Intesa stock price advances higher on a green light to complete a $4bln UBI takeover
  • The Italian antitrust regulator has given a permission to Intesa to complete the UBI takeover
  • After the first offer was rejected, Intesa submitted an improved offer
  • Intesa stock price is trading near the multi-month highs as the buyers look to extend the bullish run

Shares of Intesa Sanpaolo S.p.A. (MIL: ISP) have gained around 4% in the past few days after receiving a green light from the Italian antitrust regulator to complete the UBI takeover. Intesa stock price is now closing in on a new 4-month high.

Fundamental analysis: Intesa secures a green light 

Intesa said it has secured a permission from the Italian antitrust regulator for the takeover acquisition of rival UBI Banca for $4 billion.

The antitrust regulator said that Intesa’s pledge to offload over 500 branches was good enough to meet the concerns that the takeover would reinforce the bank’s position in local markets. 

“This is a fundamental milestone,” Carlo Messina, the Chief Executive of Intesa said in a note. 

“UBI shareholders now have all of the essential information needed to evaluate our offer and make their choice.”

To obtain the regulator’s permission, the bank agreed to offload exactly 532 branches to BPER Banca (MI: EMI) if the deal goes through, up from the original accord to sell 400-500 branches.

Intesa also pledged to sell additional 17 branches to another rival within 9 months if needed.  The antitrust didn’t reveal the deadline for the sales and said the bank has to be prepared to offload its own branches if it couldn’t dispose of UBI branches.

The bank had disclosed an all-paper exchange bid for the acquisition of its local rival to produce the seventh-largest banking group in the euro area. The offer was formally submitted on 6 July with the deadline set for 28 July.

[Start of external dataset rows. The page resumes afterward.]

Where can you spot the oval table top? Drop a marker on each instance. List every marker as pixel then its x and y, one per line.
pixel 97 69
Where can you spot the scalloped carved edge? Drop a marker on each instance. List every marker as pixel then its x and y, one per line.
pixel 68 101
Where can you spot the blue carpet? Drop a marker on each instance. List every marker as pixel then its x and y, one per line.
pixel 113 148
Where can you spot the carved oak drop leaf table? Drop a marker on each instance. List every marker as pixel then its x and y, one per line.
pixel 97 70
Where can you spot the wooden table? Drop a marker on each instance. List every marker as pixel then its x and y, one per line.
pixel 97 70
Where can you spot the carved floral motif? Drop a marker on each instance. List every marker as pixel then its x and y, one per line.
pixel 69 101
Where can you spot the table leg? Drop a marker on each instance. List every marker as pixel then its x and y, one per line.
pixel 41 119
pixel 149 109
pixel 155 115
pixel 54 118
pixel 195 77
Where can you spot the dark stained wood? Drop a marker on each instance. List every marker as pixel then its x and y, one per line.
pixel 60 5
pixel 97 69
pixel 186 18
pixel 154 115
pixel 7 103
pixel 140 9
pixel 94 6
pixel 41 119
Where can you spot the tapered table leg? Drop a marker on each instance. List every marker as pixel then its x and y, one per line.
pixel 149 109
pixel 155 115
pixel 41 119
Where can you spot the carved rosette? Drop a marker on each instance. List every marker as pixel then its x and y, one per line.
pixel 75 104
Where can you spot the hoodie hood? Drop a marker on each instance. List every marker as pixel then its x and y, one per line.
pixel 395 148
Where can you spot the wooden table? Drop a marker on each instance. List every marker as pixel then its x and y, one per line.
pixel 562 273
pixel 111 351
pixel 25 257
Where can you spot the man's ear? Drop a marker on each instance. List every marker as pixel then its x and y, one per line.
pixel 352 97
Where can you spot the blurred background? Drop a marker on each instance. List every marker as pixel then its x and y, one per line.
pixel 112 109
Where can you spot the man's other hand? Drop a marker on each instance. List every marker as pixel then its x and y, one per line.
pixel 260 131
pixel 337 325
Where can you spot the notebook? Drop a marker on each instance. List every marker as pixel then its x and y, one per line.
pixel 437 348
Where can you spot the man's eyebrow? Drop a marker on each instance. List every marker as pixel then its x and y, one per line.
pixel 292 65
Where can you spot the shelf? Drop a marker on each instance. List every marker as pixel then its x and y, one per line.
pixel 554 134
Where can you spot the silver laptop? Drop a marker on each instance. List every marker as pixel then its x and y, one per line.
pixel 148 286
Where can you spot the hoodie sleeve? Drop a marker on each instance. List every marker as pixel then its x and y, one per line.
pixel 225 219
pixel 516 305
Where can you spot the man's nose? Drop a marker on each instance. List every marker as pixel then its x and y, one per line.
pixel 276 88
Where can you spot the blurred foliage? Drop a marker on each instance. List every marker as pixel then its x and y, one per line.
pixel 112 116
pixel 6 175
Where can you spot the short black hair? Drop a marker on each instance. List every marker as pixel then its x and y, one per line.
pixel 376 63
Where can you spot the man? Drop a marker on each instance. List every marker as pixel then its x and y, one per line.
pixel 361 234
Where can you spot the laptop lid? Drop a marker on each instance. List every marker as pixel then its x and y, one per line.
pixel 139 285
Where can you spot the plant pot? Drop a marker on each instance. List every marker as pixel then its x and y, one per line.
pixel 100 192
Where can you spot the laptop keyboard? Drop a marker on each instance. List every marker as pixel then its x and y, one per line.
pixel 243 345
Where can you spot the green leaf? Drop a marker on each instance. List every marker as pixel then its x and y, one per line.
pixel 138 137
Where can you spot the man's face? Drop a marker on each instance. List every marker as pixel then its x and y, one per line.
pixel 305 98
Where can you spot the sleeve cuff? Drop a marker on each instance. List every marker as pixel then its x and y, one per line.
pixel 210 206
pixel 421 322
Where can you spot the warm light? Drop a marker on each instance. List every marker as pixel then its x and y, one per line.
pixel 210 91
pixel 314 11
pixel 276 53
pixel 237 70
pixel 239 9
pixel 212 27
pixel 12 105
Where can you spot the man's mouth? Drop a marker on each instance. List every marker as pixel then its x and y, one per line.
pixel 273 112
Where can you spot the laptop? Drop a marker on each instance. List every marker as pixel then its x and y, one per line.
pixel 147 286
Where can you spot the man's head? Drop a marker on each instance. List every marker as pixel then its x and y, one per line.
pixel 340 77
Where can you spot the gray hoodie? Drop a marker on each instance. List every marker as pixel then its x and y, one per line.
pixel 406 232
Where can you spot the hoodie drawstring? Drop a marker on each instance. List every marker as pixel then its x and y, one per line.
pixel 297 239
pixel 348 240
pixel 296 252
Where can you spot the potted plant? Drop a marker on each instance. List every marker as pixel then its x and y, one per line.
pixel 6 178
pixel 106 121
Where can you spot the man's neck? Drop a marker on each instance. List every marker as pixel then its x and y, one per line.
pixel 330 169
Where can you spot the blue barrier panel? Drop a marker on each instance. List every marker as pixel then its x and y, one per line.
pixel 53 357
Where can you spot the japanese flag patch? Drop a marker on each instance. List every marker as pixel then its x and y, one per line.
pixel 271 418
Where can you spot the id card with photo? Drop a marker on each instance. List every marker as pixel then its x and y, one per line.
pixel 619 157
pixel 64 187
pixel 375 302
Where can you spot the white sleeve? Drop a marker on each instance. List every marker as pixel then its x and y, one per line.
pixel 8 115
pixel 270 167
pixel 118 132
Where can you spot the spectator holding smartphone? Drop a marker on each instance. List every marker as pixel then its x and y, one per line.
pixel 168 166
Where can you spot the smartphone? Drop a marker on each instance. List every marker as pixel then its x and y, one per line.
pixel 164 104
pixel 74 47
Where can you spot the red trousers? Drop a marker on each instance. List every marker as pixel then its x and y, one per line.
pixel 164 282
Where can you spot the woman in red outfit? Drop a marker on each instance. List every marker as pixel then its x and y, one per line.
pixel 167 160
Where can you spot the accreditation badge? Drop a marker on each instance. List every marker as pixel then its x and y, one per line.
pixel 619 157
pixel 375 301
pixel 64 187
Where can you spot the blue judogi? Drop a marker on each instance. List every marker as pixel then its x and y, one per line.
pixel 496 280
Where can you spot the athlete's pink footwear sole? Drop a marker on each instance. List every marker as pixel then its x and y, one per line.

Under the agreement, Intesa bid 1.7 new shares for each UBI share to the stakeholders.

The Bergamo-based banking group has refused the offer, stating that it doesn’t reflect its “fundamental value” and that the acquisition would turn Italy’s banking landscape into “an anomaly”. Intesa has made an improved offer in the meantime. 

Intesa initially submitted the €4.9bn offer to acquire UBI Banca in February. In June, the banking giant obtained the acquisition approval from the European Central Bank (ECB) for the acquisition.

Technical analysis: Shares continue to surge

Intesa stock price has continued to move higher in a sustainable fashion. The price action is trading in a continuous uptrend after posting a 4-month high on Thursday. If the latest offer is accepted by UBI’s board, we could see Intesa share price exploding much higher. 

Intesa stock daily chart (TradingView)

The buyers will be targeting a move to 1.95 next, where a confluence of horizontal resistance lines is located. On the downside, the horizontal support line at 1.75 will provide immediate support, if needed.


Shares of Intesa Sanpaolo have continued to gain as the banking giant works tirelessly to complete the takeover of its rival UBI Banca. Shares are trading near the multi-month highs as the buyers look to extend the uptrend to 1.95.